Prospettive sul prezzo del gas naturale dopo le dichiarazioni di Putin

By: Faith Maina
Faith Maina
Faith si sforza di scomporre gli sviluppi complessi in modo che gli investitori possano prendere decisioni più consapevoli. Quando… read more.
on Ott 7, 2021
  • Il prezzo del gas naturale è diminuito mercoledì in reazione alle osservazioni di Putin.
  • I prezzi sono ancora significativamente più alti del normale durante la crisi energetica in Europa.
  • Gli investitori sono entusiasti del previsto aumento della domanda durante la prossima stagione invernale.

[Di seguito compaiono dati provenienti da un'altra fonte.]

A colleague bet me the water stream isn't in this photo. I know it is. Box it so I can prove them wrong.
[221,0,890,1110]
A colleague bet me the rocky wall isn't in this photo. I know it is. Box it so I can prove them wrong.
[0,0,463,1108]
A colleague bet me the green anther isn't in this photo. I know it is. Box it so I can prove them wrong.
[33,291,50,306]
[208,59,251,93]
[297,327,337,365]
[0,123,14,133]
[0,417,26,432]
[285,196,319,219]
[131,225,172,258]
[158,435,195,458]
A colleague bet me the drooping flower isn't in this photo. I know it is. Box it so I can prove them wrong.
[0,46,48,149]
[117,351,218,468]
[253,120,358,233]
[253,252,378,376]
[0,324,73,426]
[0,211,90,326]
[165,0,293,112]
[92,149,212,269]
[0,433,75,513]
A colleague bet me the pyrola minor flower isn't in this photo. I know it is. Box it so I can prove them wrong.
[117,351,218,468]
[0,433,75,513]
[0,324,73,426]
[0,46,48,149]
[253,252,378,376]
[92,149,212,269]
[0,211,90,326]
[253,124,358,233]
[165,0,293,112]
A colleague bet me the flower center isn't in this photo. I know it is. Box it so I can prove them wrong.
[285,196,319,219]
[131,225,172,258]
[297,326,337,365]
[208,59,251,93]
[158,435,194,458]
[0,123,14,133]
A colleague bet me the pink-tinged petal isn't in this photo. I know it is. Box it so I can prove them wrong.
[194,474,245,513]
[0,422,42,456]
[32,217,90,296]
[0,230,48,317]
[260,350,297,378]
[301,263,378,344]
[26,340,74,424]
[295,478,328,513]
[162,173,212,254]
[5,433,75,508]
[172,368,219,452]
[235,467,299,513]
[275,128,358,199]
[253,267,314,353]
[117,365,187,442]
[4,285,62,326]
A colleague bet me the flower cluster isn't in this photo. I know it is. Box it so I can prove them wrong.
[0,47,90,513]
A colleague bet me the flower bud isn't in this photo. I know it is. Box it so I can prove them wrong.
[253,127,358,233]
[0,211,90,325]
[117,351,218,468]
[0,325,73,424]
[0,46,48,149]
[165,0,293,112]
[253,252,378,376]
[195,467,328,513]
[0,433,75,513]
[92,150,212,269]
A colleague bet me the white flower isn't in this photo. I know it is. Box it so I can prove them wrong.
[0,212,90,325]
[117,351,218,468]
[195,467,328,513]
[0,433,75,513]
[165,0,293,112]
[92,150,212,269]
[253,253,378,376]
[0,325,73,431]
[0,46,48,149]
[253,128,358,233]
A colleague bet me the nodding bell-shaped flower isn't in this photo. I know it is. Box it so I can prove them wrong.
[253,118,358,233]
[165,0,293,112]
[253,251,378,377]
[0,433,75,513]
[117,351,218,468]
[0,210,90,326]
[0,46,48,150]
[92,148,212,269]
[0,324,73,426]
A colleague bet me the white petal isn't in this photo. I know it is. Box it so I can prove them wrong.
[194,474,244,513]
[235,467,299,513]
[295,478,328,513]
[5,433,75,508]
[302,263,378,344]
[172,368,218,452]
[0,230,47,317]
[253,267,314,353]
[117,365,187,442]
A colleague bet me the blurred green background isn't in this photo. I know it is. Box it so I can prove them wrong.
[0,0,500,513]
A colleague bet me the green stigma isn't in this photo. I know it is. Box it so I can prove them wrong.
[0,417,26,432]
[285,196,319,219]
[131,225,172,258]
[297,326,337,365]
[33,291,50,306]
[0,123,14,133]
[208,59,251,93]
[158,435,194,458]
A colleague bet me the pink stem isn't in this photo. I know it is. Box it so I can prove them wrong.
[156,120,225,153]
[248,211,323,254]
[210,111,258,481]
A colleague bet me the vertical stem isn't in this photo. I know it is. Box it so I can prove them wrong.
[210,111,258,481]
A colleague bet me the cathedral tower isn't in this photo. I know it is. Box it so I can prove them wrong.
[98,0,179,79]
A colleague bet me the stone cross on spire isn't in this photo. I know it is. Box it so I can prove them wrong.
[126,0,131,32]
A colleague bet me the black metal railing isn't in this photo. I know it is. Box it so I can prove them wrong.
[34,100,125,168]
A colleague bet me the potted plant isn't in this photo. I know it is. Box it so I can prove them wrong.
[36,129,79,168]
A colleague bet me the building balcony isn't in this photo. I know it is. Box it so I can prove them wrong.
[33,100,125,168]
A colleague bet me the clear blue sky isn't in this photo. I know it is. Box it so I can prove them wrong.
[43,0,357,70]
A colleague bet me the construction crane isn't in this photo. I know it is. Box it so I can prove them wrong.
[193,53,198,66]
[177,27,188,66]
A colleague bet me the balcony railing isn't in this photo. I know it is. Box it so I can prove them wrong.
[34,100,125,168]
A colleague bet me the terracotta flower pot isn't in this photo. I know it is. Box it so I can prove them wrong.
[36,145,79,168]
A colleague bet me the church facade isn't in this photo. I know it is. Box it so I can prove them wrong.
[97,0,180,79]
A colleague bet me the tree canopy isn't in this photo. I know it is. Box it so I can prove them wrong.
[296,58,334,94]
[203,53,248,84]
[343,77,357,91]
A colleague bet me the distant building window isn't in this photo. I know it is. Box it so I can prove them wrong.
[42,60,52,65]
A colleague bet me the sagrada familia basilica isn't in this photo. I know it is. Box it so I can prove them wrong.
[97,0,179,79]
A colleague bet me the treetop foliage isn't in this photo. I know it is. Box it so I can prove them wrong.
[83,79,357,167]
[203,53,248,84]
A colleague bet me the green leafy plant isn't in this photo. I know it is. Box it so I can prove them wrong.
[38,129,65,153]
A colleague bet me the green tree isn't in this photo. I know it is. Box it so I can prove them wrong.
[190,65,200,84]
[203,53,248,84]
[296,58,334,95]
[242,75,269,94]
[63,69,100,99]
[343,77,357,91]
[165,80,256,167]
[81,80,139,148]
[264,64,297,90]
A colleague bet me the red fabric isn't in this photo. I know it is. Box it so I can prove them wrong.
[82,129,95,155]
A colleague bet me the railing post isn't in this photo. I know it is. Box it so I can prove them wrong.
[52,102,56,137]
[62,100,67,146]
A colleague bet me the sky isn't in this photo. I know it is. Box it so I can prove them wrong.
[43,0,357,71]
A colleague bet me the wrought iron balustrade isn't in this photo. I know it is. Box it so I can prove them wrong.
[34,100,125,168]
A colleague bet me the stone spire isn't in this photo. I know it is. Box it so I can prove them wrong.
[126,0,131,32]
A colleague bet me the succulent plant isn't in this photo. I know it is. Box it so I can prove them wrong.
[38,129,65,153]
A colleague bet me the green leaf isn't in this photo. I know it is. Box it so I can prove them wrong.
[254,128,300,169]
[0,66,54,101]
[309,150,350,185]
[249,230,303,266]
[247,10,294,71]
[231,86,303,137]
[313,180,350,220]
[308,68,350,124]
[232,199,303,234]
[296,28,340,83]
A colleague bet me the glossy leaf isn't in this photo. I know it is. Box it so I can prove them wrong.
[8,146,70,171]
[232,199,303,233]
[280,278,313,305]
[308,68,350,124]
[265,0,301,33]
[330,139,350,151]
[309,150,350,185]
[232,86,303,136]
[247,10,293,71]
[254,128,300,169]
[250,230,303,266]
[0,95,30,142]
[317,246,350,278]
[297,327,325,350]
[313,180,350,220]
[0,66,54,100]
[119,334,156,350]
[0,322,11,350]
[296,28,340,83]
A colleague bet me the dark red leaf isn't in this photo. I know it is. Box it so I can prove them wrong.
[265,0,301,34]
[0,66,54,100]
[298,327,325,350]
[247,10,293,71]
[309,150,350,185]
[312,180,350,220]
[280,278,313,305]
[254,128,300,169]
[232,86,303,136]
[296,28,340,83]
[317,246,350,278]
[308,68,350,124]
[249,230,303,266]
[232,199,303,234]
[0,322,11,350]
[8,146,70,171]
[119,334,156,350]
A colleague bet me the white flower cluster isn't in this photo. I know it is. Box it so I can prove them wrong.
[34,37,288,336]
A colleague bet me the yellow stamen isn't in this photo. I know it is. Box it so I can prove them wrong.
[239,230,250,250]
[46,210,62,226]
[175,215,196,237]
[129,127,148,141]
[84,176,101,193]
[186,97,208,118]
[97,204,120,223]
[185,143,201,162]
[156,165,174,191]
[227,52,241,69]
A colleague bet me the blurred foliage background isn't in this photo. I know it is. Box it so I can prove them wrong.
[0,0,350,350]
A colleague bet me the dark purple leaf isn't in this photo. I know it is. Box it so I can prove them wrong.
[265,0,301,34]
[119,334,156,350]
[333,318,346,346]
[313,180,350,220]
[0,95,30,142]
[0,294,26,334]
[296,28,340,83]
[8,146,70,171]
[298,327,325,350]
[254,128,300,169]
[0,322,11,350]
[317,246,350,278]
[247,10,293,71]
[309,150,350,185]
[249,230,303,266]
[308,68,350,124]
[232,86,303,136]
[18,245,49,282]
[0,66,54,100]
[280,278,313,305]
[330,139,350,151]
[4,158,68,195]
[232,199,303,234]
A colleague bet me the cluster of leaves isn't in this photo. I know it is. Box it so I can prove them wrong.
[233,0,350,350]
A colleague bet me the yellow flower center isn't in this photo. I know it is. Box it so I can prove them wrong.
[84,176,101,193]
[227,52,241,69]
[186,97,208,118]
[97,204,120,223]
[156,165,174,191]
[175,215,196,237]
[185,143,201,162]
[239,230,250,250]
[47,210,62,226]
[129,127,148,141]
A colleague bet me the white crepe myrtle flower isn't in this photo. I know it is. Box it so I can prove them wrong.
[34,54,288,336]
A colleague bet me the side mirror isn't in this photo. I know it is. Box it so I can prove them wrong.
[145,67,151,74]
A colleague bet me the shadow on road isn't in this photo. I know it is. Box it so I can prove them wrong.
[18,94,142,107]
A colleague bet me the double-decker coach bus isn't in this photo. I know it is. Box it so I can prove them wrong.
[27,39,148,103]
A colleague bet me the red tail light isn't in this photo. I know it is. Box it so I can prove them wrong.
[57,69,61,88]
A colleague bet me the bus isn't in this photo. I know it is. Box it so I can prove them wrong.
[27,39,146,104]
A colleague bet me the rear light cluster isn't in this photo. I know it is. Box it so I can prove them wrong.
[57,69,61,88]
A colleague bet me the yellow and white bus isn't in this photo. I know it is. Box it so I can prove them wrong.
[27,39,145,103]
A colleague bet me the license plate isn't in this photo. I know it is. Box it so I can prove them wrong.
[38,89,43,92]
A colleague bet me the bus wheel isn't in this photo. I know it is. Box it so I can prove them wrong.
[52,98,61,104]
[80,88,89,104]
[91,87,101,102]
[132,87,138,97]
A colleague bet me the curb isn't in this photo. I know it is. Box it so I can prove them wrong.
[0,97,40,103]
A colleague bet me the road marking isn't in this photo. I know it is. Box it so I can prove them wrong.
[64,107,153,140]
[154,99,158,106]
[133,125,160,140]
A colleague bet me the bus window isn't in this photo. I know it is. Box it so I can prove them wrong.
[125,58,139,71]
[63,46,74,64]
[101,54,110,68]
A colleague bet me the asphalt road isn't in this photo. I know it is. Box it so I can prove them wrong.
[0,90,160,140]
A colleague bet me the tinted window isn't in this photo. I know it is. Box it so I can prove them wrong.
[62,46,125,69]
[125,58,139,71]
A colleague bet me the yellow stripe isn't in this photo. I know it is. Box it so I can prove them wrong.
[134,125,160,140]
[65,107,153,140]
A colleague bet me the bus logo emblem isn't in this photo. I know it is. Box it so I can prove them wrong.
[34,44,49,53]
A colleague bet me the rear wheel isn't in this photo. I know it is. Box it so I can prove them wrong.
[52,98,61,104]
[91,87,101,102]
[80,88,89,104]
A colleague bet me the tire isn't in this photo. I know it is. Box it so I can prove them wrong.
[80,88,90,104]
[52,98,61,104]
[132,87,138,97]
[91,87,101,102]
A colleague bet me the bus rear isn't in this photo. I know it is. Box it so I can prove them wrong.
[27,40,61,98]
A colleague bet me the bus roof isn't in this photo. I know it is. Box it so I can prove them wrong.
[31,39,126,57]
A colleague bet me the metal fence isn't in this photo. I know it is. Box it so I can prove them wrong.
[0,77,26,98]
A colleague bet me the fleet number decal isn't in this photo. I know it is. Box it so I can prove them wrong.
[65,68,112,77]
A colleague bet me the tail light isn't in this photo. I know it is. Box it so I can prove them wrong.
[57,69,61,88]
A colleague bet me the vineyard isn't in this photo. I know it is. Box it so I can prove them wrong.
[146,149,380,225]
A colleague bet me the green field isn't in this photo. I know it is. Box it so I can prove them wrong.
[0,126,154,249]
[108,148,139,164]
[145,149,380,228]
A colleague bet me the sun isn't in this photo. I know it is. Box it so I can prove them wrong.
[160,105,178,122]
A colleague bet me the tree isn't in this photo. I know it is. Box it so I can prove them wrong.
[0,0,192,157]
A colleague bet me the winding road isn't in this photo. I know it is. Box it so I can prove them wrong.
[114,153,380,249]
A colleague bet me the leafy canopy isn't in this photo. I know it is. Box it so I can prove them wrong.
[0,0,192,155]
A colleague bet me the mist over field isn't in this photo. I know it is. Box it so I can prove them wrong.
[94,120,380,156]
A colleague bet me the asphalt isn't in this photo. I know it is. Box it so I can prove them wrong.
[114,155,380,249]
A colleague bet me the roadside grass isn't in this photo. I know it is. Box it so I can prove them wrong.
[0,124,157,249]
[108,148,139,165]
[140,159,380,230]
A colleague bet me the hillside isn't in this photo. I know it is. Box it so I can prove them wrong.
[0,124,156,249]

Il prezzo del gas naturale è sceso a circa $5,75 per milione di unità termiche britanniche nel New York Mercantile Exchange. Nella sessione precedente, la merce è scesa da $6,52; il livello più alto da febbraio 2014. Nonostante il crollo, rimane circa il 138,06% in più rispetto a dove era all’inizio dell’anno.

natural gas price
prezzo del gas naturale

Problemi di fornitura

Il movimento dei prezzi di mercoledì è stata una reazione alle osservazioni del presidente russo secondo cui il suo paese si stava preparando ad aumentare l’offerta nel tentativo di stabilizzare i prezzi dell’energia alle stelle. Secondo gli esperti, uno dei fattori trainanti dell’impennata del prezzo del gas naturale è la mossa della Russia di trattenere le forniture.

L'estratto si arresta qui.